Some of the claims against Sauls, who held the job for 10 months, included accepting the CEO’s resignation in June without board approval, hiring a new development coach without board approval, and the procurement of new cricket balls without following the correct processes.
His position was filled, temporarily, by risk and audit director Malcolm Figg until a new president was to have been elected at the board’s AGM in September. However, the power struggle continued after Rajan Moodaley, a convicted fraudster, was the only nomination for the post.

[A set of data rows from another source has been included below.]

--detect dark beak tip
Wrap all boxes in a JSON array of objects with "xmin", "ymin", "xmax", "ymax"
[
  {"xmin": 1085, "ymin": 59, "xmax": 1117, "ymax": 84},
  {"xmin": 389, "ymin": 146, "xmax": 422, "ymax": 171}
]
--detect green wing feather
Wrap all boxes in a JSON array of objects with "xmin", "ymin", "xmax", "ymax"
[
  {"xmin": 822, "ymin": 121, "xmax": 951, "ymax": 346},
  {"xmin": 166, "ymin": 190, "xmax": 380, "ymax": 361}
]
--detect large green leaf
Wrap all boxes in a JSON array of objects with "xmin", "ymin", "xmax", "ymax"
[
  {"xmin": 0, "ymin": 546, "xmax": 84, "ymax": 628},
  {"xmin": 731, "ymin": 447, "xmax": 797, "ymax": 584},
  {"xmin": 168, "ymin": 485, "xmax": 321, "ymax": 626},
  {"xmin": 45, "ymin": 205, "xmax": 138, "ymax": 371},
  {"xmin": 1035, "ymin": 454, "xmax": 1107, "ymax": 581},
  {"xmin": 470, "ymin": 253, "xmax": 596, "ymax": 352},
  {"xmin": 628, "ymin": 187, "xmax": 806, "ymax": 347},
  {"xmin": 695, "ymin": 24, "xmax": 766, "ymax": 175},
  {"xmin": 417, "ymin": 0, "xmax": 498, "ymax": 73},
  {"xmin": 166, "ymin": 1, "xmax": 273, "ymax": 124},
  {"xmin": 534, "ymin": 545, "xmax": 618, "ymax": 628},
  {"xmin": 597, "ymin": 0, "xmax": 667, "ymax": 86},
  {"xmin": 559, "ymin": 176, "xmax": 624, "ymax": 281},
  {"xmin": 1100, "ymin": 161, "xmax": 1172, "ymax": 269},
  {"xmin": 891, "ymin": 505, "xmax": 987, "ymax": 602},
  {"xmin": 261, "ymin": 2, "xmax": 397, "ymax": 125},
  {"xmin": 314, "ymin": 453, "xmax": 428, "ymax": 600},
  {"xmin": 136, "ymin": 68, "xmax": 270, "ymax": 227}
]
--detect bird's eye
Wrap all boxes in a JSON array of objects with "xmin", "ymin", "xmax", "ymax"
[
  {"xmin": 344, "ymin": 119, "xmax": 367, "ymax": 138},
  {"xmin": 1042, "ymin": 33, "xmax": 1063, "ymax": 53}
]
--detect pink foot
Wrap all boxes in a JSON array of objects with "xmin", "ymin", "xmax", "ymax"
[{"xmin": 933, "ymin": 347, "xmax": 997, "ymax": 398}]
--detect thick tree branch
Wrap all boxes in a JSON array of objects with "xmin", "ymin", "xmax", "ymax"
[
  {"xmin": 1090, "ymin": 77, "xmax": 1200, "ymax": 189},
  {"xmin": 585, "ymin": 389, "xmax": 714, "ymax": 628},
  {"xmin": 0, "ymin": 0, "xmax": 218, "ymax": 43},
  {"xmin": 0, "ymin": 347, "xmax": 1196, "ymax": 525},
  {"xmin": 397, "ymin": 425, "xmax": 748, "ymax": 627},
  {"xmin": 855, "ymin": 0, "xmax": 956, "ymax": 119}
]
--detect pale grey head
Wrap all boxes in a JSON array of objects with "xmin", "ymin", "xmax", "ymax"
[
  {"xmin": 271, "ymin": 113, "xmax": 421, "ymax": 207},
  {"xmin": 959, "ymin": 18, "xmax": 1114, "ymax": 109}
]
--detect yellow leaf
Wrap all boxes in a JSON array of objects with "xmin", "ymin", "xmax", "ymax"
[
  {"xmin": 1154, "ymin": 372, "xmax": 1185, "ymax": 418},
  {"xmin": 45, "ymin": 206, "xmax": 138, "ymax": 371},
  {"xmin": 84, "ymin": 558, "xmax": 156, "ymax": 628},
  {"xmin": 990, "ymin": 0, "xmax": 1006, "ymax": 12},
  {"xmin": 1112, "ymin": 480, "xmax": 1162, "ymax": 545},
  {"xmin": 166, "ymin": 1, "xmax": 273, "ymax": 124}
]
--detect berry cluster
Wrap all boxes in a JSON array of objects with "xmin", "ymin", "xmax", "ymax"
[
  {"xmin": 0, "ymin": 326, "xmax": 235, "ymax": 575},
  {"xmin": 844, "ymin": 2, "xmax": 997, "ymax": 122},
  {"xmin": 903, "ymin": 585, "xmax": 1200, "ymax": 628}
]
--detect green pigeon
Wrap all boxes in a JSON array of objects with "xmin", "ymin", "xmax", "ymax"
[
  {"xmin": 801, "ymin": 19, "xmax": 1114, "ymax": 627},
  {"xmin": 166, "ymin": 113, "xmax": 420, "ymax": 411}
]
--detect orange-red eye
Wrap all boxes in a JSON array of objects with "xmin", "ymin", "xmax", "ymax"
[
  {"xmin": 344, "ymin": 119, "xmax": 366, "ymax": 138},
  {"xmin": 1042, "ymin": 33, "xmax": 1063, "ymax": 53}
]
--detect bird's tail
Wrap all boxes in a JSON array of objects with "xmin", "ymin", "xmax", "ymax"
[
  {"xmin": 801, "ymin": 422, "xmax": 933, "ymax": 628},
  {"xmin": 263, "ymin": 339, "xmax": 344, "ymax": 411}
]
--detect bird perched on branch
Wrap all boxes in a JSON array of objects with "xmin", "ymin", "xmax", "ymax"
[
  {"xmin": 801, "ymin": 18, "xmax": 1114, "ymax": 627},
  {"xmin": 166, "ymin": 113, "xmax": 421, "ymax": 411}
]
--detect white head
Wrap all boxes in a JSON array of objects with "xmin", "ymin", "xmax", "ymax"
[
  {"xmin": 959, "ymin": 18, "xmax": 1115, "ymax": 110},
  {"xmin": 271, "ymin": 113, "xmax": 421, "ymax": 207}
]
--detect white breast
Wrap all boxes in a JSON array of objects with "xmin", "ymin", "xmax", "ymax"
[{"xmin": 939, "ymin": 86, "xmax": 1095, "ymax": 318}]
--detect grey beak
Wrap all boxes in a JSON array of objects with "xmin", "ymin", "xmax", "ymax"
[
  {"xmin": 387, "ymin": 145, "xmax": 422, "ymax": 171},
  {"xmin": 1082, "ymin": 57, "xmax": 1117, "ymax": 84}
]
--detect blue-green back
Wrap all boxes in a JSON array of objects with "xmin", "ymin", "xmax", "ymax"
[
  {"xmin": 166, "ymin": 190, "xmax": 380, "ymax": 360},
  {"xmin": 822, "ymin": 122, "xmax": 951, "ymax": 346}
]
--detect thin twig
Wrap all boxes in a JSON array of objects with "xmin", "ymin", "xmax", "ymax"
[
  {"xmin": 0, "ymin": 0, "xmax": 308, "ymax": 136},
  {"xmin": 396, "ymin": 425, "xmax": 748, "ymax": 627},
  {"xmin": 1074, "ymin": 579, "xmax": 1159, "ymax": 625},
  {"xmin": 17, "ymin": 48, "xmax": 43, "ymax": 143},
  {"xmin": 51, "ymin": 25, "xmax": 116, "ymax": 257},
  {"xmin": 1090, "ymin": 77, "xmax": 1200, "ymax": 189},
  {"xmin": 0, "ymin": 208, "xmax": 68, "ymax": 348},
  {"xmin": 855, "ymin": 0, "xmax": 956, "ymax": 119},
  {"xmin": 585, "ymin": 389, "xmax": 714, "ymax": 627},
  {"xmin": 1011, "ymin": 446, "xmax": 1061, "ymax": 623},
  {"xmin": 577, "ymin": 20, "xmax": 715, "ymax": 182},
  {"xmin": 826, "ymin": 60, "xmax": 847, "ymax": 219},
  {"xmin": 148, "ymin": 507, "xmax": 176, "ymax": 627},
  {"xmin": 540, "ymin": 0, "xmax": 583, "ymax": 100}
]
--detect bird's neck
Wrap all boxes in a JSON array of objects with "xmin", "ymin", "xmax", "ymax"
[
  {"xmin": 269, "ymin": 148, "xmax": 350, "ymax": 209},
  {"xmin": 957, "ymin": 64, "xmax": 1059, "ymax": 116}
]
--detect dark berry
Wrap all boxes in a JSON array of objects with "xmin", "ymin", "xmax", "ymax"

In 2004, Moodaley was found guilty by the Port Elizabeth Commercial Crime Court of five counts of fraud involving R79,950, after claiming payment from the EPC board, CSA, and the SA Cricket Scorers’ Association for scoring duties he did not perform.
He was fined R30,000 or two years’ imprisonment, with a further two years’ imprisonment suspended for five years.
Given the gravity of the situation in which the cricket union found itself, and the adverse effects on the administration of the game in the region, the board exercised its step-in rights in terms of the provisions of clause 12.4 of the CSA’s memorandum of incorporation.